Google Ngram Viewer: A marriage of textual analysis and a Google search

Before sharing my thoughts on the Google Ngram Viewer, let’s get started with some basic information on how to get started using Google Ngram. If you’d like to follow along as you read through this first part of the post, then visit https://books.google.com/ngrams. Let’s get started!

The Basics

What is it? Google Ngram Viewer—hereafter referred to as Google Ngram—is a text analysis and data visualization tool that allows users to see how often a certain word, phrase, or variation of a word or phrase is found in books and other digitized texts. Given a set of simple parameters, it combs through all text sources available on Google Books.

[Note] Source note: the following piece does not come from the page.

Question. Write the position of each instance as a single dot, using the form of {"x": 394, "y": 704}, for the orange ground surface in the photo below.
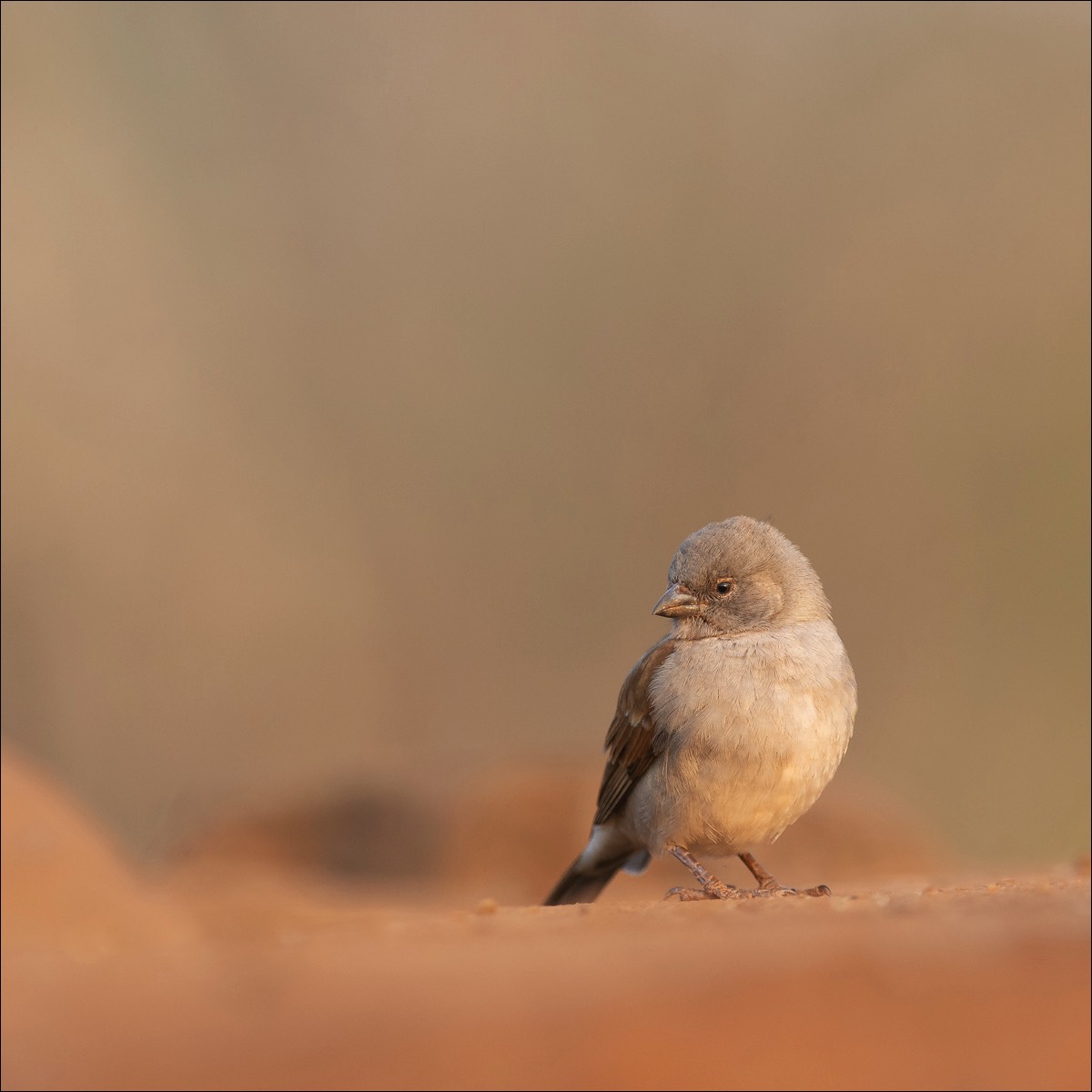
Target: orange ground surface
{"x": 217, "y": 976}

Given your input and designated parameters, this tool maps how often (y-axis) your word(s) or phrase(s) appear among all of the words in texts published year-to-year (x-axis). It is important to note that it does not show how many times such words or phrases were used in a corpus of books. (“How many times” will be addressed at the end of this post.) Rather, it displays a percentage.

These parameters include: A) a word or words, which are referred to as grams. For example, “car” is a unigram or 1-gram. “Shirley Chisholm” is a bigram or 2-gram. “Garden of Eden” is a trigram or 3-gram. “X marks the spot” is a quadgram or 4-gram. Quintgrams or higher are not searchable. “N” in “ngram” signifies the number of combinations that your word of interest can have. For example, “Garden of Eden” has the following combinations: “Garden—of,” “Garden—Eden,” and “of—Eden.” Still yet, you can enter several words or phrases at a time, separated only by a comma (no spaces).

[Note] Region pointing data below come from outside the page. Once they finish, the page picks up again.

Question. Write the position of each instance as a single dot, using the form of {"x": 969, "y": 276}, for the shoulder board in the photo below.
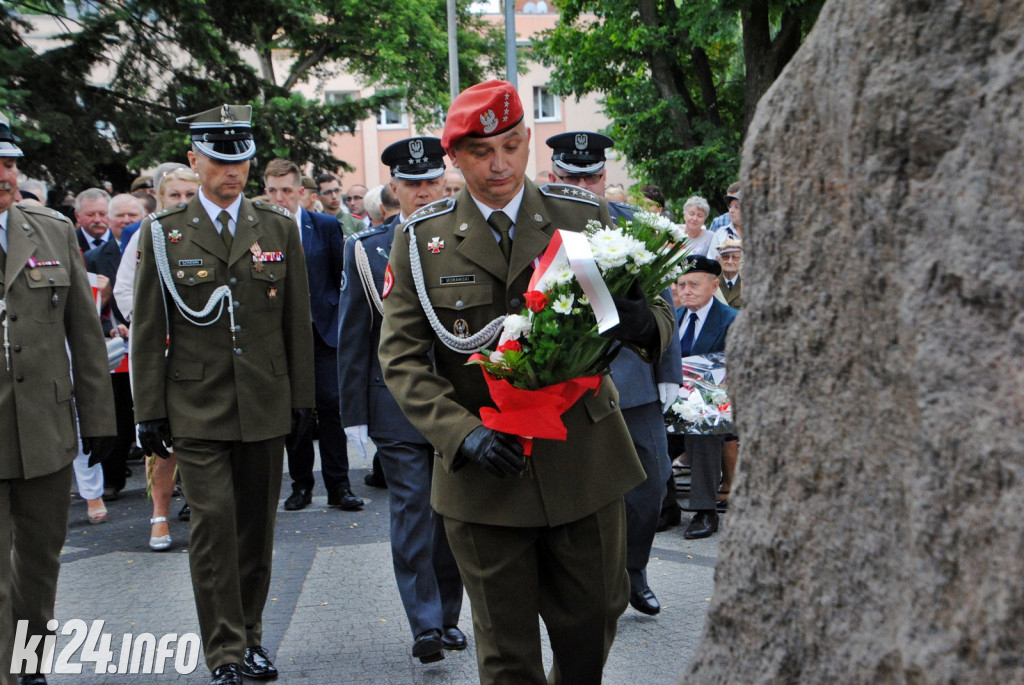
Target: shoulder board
{"x": 433, "y": 209}
{"x": 169, "y": 210}
{"x": 43, "y": 211}
{"x": 367, "y": 232}
{"x": 565, "y": 191}
{"x": 270, "y": 207}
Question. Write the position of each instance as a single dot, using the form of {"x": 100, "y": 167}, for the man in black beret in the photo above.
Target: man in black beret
{"x": 704, "y": 322}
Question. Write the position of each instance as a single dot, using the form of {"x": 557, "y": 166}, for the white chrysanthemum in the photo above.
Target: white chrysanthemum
{"x": 677, "y": 231}
{"x": 611, "y": 248}
{"x": 516, "y": 326}
{"x": 641, "y": 255}
{"x": 557, "y": 274}
{"x": 563, "y": 304}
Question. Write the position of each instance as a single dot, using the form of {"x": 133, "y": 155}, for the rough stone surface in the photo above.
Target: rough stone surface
{"x": 877, "y": 526}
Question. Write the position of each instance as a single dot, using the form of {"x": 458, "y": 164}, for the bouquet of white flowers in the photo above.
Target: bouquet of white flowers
{"x": 553, "y": 351}
{"x": 704, "y": 407}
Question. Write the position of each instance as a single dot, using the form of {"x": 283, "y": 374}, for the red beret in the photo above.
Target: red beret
{"x": 481, "y": 111}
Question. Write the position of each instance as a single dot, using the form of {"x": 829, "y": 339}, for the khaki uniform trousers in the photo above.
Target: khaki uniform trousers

B) years between which you want to view the frequency of your grams. You can gather data from available materials dating as far back as 1500 and that are from as recently as 2008. Unfortunately, this presents its own limitations if materials you wish to search date to before or after this time period. This will change as Google digitizes more books and other texts.

C) a corpus in which you would like to search for your grams. These include (but are not limited to) English, Spanish, and Chinese (simplified). Here are your options, which are vast yet limited based on what Google Books has made available for searches:

D) smoothing. Essentially, this takes an average for each data point on your graph. For example, if you select a smoothing score of 6, then the data for, say, 1680, will be the average of the data from six years prior to and after 1680.

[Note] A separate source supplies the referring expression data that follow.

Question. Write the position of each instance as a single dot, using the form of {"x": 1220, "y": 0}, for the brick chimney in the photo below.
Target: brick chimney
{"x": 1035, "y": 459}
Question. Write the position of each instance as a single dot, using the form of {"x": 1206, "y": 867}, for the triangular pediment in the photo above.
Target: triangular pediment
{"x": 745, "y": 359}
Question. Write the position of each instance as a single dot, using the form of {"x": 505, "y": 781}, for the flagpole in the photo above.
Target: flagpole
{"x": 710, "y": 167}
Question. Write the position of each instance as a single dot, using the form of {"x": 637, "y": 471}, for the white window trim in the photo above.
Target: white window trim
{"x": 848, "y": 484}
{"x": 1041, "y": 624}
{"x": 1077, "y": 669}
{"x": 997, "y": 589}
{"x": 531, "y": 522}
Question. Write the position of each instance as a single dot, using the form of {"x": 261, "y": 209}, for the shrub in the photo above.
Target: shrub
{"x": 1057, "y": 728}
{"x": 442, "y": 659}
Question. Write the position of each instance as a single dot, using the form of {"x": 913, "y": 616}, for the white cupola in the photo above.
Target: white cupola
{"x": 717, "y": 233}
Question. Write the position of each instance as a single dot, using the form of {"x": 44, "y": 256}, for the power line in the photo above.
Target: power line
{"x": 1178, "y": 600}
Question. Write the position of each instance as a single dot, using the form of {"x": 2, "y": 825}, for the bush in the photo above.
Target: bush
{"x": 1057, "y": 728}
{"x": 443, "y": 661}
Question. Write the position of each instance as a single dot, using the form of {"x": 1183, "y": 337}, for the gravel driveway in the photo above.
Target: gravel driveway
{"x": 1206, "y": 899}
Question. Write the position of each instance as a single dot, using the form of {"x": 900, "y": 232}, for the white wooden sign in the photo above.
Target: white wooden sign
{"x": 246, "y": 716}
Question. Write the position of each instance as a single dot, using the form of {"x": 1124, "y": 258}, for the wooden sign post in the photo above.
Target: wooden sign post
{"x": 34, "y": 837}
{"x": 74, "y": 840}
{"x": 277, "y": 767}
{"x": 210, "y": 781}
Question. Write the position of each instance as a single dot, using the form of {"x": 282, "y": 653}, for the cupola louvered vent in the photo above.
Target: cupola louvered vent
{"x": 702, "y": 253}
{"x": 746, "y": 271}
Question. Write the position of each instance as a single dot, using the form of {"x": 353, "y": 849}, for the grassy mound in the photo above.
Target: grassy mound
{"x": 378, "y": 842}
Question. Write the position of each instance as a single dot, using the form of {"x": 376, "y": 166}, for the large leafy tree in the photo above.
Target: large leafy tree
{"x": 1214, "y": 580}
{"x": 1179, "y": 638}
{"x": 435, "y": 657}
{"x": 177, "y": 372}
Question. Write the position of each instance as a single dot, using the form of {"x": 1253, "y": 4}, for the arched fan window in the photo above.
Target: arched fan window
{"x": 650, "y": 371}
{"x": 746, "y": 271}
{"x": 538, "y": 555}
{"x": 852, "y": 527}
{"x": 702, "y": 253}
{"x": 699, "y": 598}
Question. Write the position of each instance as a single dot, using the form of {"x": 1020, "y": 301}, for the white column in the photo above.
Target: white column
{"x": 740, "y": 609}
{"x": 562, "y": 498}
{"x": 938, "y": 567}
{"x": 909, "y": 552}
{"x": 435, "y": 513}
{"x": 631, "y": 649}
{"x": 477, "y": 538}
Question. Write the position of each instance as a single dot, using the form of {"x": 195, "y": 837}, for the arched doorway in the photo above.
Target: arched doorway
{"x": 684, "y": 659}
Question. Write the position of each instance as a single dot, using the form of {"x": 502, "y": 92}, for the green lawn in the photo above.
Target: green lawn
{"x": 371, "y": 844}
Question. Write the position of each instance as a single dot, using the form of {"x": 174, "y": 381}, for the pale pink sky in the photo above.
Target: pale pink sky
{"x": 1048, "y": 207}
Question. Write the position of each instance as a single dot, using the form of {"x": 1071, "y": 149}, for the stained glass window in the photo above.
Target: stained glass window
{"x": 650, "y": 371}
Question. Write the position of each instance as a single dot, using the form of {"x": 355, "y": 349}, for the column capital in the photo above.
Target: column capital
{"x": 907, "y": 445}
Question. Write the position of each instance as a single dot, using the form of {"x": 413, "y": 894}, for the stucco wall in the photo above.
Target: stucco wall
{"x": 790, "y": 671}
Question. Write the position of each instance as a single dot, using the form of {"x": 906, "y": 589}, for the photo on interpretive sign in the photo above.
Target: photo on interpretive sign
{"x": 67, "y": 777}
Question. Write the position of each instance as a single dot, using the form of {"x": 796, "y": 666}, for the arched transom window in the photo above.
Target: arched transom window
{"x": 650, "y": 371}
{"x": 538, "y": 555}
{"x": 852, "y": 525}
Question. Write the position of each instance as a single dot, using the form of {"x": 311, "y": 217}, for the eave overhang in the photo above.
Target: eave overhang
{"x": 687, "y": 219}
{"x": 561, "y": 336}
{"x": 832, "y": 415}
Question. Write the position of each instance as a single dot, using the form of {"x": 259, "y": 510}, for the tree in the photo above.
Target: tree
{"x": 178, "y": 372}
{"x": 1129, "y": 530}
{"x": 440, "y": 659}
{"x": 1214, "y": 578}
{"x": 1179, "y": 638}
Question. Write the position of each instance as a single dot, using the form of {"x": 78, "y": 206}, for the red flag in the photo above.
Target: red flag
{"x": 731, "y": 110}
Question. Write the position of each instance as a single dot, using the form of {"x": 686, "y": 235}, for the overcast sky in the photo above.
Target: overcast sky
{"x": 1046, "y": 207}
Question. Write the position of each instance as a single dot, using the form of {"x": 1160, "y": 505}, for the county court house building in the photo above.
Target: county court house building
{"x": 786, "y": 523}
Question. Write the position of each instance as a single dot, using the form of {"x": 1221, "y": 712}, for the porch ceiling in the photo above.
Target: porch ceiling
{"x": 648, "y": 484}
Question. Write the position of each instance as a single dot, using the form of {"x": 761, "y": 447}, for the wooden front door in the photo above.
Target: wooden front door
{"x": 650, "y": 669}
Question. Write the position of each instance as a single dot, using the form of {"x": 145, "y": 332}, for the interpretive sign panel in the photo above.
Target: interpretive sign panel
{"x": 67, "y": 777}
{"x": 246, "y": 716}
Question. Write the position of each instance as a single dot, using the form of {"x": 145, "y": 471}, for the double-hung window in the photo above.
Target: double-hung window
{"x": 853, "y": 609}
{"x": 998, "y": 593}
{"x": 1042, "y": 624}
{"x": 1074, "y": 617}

Before smoothing the data by 6 for “industry”
After smoothing the data by 6 for “industry”

E) case-insensitive. Google Ngram will by default search for your ngrams in the case that you’ve input unless you select this box:

There are many more parameters for searches that either, limit, expand, or diversify the variants of the grams for which you want to search. Google Ngram has provided a useful tutorial on its info page. There are many additional parameters to chose from, which are referred to as wildcard searches, inflection searches, part-of-speech tags, and ngram compositions. I will demonstrate the wildcard search as one example.

To conduct a wildcard search, place an asterisk before or after a word or phrase. The resulting graph will display the frequency of the ten most common preceding or appending words along with your word or phrase. For example: “Sea of *” in the English corpus from 1500 to 2008 with no smoothing and case-sensitive input:

What can Google Ngram tell us, or not?

Simple searches using Google Ngram can tell us a lot, and open opportunities for further inquiry. You can enter any term or phrase that is relevant to your research. Let’s use an example from my own research: the quadgram phrase “dollar of our daddies”.

I’d like to answer the following question. Was the phrase “dollar of our daddies” used in American English books published before 1873?

You’re probably asking, “What in the world does ‘dollar of our daddies’ mean? And why does Jonah care about its use in American English published text around 1873?”

Well, I’ll tell you.

The “dollar” refers to the silver one-dollar coin, which ceased to be minted and lost its legal-tender status after passage of the Coinage Act of 1873. (The US Mint began minting the silver dollar again starting in 1878.) The “daddies” are members of the American Revolutionary generation who saw the Constitution’s ratification and the first silver dollar minted in 1794. The Act is often referred to as the “Crime of 1873” because white American men (overwhelmingly) viewed demonetization of the silver dollar as deprivation of a part of their ancestral American heritage and manhood. There remains much research and writing to be done on the history of money in American life. And at its core, the above question asks when American specie came to represent a kind of memorial to America’s founding generation. Google Ngram gives me a fairly conclusive answer to my initial question and thus to part of the broader project.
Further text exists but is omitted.